Schema Self Printing - softworkz/ffmpeg_output_apis GitHub Wiki

Motivation

When outputting data in a structured and machine-readable format, it is typically done with the intention of further processing it with other applications, tools or data systems. Developing any of those requires precise knowledge about the data formats and structues they will be dealing with. Formats which are intended for data exchange like XML, JSON or YAML allow to define the data content via schema definitions. These days, a lot of tooling exists already which makes consumption of data easy by auto-generating program code from those schema definitions, that's why schemas don't only have an informational but also a very practical and valuable purpose.

Current Situation

At the time of writing there exists only one such schema, which is for XML output generated by ffprobe and available from this URL:

http://www.ffmpeg.org/schema/ffprobe.xsd

Currently, the xsd file is manually update by developers on each change to the ffprobe output.
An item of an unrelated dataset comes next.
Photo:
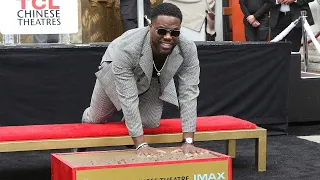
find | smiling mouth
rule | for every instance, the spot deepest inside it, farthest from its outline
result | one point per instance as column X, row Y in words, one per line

While this procedure has been working well for more than a decade, it also has a few disadvantages:

Developers need to update the schema file manually
There are no schema definitoins for JSON or YAML
The URL is not easy to discover
The published schema doesn't necessarily correspond to the ffprobe version one is using

For ffprobe output alone, these points might not make a strong enough case but in the light of the intended direction of making AVTextFormat a public API within FFmpeg allowing it to be used for more than just FFprobe output, and also considering the evolvements of common practices towards formats like JSON and YAML, it would surely be beneficial to have an integrated way for providing data schemas.

Proposal

The idea is simple and straightforward: FFmpeg/FFprobe should be able to provide those schema definitions directly, same like the data is output already.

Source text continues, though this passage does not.